**Proposal updated 2016-05-11**, see below for the original RFC
Status
-------
- Please review: //factor storage logic out of Interwiki// <https://gerrit.wikimedia.org/r/#/c/250150/> (I7d7424345)
Next Steps
------------
- split CDB from SQL implementation
- implement array-based InterwikiLookup (loads from multiple JSON or PHP files)
- indexes should be generated on the fly, if not present in the loaded data
- proposed structure: P3044
- that InterwikiLookup implementation should also implement SiteLookup. Alternatively, only implement SiteLookup, and provide an adapter (SiteLookupInterwikiLookup) that implements InterwikiLookup on top of a SiteLookup.

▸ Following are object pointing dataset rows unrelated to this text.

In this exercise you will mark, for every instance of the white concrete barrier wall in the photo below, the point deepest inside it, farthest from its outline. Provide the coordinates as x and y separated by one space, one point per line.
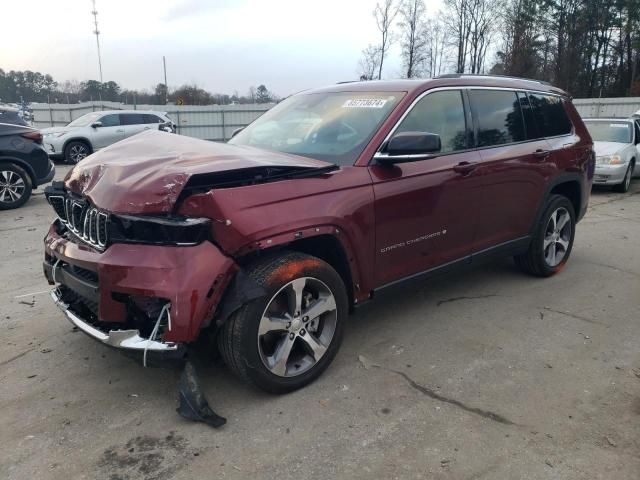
212 122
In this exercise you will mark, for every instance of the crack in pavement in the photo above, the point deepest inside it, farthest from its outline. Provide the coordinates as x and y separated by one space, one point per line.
456 299
578 317
9 360
436 396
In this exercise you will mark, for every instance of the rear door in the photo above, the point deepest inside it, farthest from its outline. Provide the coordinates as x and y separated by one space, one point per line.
110 132
133 123
425 208
514 165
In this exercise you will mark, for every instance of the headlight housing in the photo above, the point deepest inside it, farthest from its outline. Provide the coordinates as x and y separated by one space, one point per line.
180 231
609 160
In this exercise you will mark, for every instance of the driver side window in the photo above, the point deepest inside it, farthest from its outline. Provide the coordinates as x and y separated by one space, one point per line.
441 113
111 120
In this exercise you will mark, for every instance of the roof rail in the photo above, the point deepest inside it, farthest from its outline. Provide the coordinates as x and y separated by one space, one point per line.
460 75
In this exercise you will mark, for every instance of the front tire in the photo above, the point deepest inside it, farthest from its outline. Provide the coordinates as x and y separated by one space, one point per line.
76 151
552 240
286 339
15 186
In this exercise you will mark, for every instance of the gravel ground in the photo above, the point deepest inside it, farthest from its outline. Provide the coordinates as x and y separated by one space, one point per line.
486 374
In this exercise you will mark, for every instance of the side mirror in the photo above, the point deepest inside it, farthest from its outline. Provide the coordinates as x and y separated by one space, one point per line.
236 131
413 143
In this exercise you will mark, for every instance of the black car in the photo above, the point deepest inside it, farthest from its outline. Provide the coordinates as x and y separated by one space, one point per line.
24 164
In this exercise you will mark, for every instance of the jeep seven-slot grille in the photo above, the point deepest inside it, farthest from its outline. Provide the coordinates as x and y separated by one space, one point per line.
85 221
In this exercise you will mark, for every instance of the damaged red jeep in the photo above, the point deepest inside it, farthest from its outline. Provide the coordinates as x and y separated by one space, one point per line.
267 242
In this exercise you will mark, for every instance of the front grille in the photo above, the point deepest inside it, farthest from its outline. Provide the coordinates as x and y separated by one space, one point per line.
84 220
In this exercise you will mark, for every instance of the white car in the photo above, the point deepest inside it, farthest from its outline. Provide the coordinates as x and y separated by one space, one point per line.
616 142
96 130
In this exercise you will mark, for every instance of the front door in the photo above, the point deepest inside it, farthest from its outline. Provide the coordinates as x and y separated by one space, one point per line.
425 209
110 132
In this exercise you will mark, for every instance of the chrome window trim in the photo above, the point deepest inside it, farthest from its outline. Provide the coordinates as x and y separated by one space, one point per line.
381 155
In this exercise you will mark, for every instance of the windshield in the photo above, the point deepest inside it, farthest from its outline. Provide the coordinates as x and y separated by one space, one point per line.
334 127
85 120
619 132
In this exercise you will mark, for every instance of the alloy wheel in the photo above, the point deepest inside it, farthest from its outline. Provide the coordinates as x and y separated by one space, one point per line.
78 152
297 327
557 237
12 186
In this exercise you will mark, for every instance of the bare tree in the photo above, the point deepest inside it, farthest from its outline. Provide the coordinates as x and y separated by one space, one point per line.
369 62
384 14
413 36
437 45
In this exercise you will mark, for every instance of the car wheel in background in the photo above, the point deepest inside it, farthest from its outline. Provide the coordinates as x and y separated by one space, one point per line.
15 186
552 239
76 151
287 338
626 183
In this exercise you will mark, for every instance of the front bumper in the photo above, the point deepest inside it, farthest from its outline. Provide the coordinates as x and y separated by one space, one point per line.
129 340
609 174
105 286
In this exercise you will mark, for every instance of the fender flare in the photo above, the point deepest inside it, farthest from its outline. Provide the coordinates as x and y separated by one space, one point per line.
566 177
22 164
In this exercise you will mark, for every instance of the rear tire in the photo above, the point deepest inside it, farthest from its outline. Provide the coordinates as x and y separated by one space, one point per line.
626 182
15 186
270 342
552 239
76 151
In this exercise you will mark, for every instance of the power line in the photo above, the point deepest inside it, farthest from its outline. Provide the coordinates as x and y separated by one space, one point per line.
97 34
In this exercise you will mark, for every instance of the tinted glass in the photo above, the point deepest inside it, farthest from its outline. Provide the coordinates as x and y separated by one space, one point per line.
131 119
620 132
498 115
150 118
550 115
112 120
441 113
334 126
530 126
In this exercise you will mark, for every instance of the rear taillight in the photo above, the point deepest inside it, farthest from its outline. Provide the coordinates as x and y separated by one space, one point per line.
35 136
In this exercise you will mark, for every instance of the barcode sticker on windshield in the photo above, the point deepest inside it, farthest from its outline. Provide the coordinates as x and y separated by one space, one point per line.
364 103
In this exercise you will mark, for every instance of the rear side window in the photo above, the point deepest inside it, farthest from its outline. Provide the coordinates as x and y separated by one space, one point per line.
150 118
131 119
112 120
441 113
549 115
498 115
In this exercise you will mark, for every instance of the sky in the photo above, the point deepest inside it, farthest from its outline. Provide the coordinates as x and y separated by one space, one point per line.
220 45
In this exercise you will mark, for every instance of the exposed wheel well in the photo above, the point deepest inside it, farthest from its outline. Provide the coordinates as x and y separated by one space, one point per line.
325 247
571 190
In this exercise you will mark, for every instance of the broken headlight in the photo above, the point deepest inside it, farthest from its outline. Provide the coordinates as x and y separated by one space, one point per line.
159 230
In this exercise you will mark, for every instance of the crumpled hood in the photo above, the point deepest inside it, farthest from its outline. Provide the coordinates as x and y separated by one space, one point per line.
607 148
147 172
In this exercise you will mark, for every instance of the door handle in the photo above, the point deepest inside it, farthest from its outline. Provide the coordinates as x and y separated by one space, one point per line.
464 168
541 154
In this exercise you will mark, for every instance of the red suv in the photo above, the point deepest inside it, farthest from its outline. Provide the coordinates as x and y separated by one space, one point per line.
268 241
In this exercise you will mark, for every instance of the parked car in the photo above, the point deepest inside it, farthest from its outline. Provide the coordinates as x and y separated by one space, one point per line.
97 130
616 142
24 164
9 115
332 196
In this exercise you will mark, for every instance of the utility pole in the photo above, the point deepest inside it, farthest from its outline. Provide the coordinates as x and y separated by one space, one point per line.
166 87
97 34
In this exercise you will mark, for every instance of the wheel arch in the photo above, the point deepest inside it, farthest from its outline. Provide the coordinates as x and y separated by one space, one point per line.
22 164
77 139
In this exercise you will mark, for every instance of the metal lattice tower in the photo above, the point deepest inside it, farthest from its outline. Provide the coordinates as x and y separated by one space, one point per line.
97 34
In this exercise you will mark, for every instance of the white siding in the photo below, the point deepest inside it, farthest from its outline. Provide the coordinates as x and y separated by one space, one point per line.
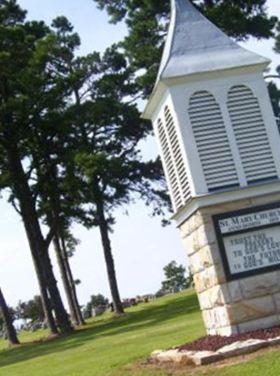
251 135
173 162
212 141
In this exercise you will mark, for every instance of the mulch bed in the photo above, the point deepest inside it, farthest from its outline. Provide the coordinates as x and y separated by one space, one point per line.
214 343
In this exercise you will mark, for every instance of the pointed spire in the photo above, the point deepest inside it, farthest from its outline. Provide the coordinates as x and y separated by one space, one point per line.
196 45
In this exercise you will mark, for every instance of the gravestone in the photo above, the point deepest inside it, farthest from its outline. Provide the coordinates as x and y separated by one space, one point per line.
219 146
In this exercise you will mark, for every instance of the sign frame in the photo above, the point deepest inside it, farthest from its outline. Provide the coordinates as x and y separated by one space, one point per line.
220 239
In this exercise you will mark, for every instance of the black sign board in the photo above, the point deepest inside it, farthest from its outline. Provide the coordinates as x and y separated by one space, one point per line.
249 240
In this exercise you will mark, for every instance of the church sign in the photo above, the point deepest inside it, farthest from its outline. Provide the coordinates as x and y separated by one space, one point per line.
249 240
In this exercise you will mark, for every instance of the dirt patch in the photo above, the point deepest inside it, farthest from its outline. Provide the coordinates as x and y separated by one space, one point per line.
183 370
214 343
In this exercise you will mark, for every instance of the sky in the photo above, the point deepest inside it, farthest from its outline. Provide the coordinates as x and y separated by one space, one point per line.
141 246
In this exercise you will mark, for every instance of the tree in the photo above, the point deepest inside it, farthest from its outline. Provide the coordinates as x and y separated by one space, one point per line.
108 162
95 301
147 23
274 93
29 100
32 310
8 321
175 278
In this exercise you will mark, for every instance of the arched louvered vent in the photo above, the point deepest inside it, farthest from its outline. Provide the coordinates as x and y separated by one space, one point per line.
174 165
250 134
212 141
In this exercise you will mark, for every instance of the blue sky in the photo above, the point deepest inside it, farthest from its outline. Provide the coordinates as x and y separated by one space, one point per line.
141 246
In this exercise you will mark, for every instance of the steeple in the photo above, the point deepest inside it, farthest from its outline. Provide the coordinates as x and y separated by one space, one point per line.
196 45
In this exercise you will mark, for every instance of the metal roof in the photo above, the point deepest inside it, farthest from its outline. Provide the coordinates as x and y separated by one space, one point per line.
196 45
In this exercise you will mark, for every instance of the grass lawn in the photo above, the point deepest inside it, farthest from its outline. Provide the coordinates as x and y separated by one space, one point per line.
118 346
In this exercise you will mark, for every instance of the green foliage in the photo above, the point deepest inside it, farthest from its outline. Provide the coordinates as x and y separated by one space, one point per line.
147 23
176 279
32 310
13 316
95 301
108 345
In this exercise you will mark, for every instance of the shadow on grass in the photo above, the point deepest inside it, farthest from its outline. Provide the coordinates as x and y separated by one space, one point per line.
149 315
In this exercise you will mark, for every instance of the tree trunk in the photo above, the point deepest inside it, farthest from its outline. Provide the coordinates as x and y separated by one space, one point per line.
209 3
38 246
103 228
11 332
65 281
72 283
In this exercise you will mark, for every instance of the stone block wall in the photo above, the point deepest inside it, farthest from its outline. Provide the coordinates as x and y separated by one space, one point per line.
228 307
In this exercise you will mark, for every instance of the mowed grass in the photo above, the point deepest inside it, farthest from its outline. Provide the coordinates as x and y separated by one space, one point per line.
119 346
108 344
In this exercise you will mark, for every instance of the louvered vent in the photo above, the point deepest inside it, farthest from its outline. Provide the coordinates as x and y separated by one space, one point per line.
212 141
174 165
251 135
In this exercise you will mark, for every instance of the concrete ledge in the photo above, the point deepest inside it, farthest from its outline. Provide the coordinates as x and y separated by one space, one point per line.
200 358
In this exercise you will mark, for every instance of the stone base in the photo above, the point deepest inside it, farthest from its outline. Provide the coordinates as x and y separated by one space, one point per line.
228 307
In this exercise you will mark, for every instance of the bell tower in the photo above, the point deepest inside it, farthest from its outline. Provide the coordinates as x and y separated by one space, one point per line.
220 149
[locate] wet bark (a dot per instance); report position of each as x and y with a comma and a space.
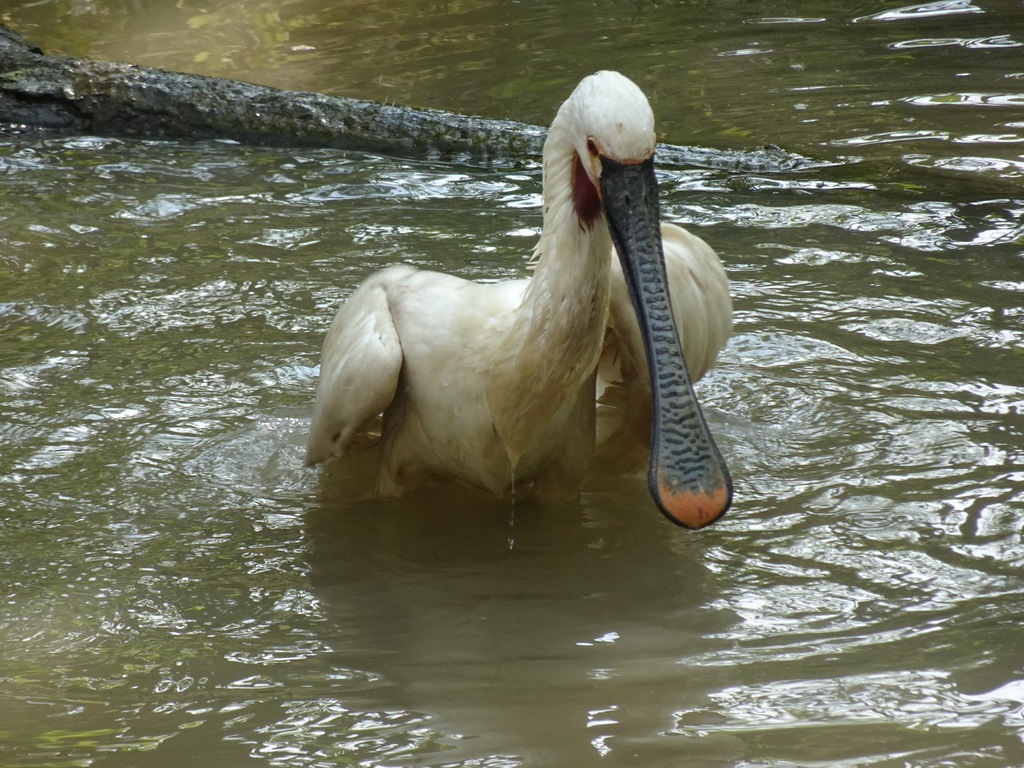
41, 93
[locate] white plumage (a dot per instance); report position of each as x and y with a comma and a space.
515, 383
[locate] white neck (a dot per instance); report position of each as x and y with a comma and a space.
553, 345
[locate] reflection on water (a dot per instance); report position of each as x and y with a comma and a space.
180, 591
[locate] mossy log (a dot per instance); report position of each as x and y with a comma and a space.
65, 95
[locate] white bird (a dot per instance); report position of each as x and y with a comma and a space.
512, 385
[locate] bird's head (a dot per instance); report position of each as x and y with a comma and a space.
606, 119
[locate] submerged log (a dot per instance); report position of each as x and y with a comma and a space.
66, 95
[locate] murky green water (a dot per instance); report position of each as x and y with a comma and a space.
179, 591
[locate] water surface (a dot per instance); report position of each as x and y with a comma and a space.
180, 591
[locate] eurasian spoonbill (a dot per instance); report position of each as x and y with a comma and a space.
512, 385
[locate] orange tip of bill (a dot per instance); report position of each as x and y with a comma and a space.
693, 509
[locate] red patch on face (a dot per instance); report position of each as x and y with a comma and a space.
586, 199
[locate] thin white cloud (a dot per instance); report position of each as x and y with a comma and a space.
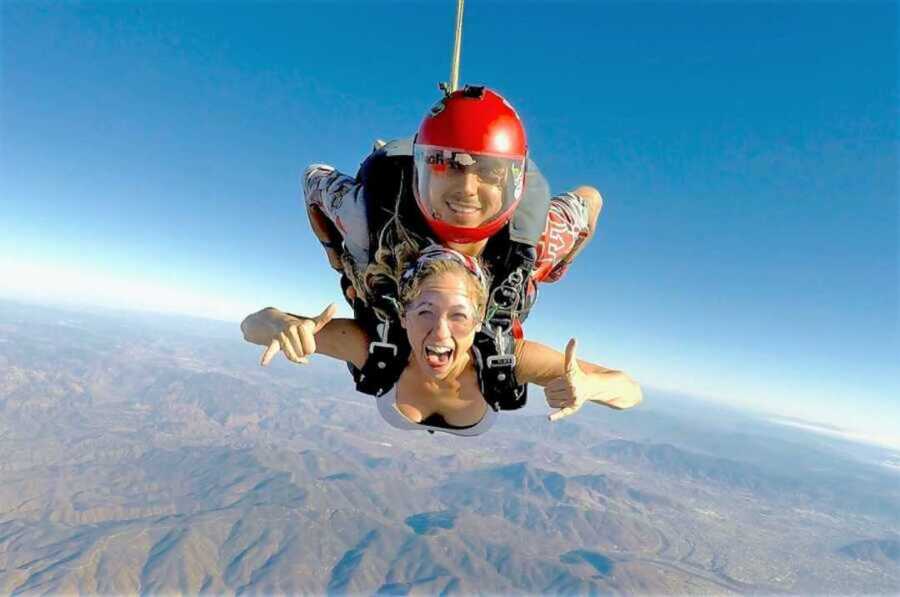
60, 284
856, 436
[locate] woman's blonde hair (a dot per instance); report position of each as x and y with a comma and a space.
397, 273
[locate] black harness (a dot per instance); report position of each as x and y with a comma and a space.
387, 176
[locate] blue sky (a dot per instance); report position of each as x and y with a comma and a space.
747, 153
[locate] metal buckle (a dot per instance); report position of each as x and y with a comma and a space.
388, 345
501, 360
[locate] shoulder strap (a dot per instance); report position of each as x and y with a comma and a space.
388, 352
511, 263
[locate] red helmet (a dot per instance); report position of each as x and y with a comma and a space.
470, 155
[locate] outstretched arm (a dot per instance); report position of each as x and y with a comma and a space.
569, 382
299, 337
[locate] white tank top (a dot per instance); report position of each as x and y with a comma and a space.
389, 412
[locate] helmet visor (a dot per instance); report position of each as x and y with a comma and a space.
465, 189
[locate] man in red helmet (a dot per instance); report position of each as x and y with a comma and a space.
470, 169
466, 181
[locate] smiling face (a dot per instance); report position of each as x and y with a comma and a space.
463, 197
465, 189
441, 321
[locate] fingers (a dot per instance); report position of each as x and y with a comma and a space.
295, 354
324, 317
571, 363
562, 413
306, 341
270, 353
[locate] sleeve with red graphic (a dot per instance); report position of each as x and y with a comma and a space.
342, 200
567, 227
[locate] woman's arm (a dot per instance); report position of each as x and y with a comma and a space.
299, 337
570, 382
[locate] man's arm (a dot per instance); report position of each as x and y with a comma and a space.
571, 223
335, 204
299, 337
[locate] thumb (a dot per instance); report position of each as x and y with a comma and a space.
571, 364
324, 317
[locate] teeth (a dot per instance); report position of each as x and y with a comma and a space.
462, 208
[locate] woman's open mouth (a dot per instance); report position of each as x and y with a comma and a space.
438, 357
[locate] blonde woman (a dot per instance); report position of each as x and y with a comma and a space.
442, 302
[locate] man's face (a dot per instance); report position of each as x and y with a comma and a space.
468, 192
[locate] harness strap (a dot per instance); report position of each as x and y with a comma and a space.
388, 353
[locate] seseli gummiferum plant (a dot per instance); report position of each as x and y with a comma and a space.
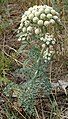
37, 34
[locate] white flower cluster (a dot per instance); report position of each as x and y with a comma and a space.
48, 39
47, 55
37, 18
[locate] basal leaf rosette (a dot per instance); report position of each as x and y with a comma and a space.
36, 20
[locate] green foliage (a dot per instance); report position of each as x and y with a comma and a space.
3, 1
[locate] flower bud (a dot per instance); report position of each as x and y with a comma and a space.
31, 16
46, 23
43, 45
37, 31
29, 29
42, 16
40, 22
35, 19
49, 16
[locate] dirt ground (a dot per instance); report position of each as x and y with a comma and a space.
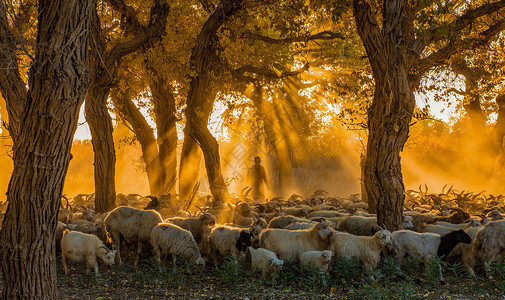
150, 281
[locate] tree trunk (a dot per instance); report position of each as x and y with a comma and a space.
189, 167
145, 135
58, 83
202, 60
100, 125
390, 113
275, 140
164, 111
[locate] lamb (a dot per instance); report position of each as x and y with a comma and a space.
298, 226
317, 259
133, 225
196, 225
489, 242
290, 244
264, 260
423, 247
365, 226
225, 240
170, 239
325, 214
78, 246
365, 249
283, 221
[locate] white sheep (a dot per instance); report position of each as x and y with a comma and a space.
365, 226
228, 240
423, 247
290, 244
366, 249
77, 246
489, 242
317, 259
264, 260
170, 239
196, 225
133, 225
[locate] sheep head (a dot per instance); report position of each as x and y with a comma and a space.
324, 229
407, 222
383, 239
106, 255
207, 220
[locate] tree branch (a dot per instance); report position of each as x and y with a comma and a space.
324, 35
12, 87
272, 74
466, 20
111, 60
442, 55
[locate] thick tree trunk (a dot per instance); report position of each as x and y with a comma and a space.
164, 111
100, 125
275, 141
145, 135
390, 113
199, 102
58, 83
189, 167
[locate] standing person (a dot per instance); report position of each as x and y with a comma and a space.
257, 175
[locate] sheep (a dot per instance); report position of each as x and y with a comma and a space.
325, 214
419, 219
298, 226
365, 249
443, 228
317, 259
84, 226
283, 221
290, 244
494, 215
365, 226
489, 242
78, 246
423, 247
463, 251
133, 225
173, 240
225, 240
196, 225
264, 260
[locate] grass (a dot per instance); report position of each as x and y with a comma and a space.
345, 278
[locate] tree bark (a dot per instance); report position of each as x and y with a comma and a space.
164, 111
202, 61
145, 135
390, 112
275, 140
189, 167
100, 125
43, 137
105, 67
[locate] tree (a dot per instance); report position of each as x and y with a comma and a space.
42, 122
105, 68
399, 57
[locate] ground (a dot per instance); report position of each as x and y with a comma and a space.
232, 281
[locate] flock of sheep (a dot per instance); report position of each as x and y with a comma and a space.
314, 231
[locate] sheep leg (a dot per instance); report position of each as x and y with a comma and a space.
468, 261
91, 262
64, 261
442, 281
487, 265
116, 238
139, 250
157, 254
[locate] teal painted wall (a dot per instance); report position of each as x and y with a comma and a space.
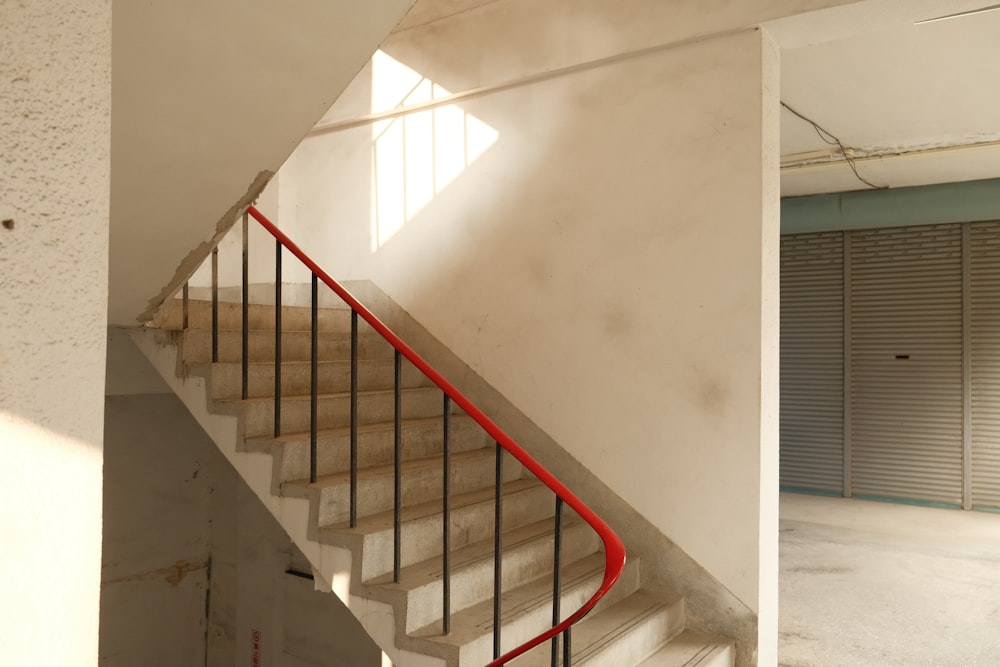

- implement maintenance script that can convert between different interwiki representations.
- use InterwikiLookup for (multipke) input sources (db/files), InterwikiStore for output
- we want an InterwikiStore that can write the new array structure (as JSON or PHP)
- we want an InterwikiStore that can write the old CDB structure (as CDB or PHP)
- Provide a config variable for specifying which files to read interwiki info from. If not set, use old settings and old interwiki storage.
Questions
-----------
- is this a good plan? (see below for rationale)
- how does interwiki/site info relate to local wiki config (wgConf/SiteMatrix/WikiMap)?
- should all information always be loaded? (see also {T114772})
- do we need caching?
- do we need to support new features also for the SQL based InterwikiLookup?
- needs: interwiki_ids table, interwiki_groups table, and blob field with JSON or an interwiki_props table.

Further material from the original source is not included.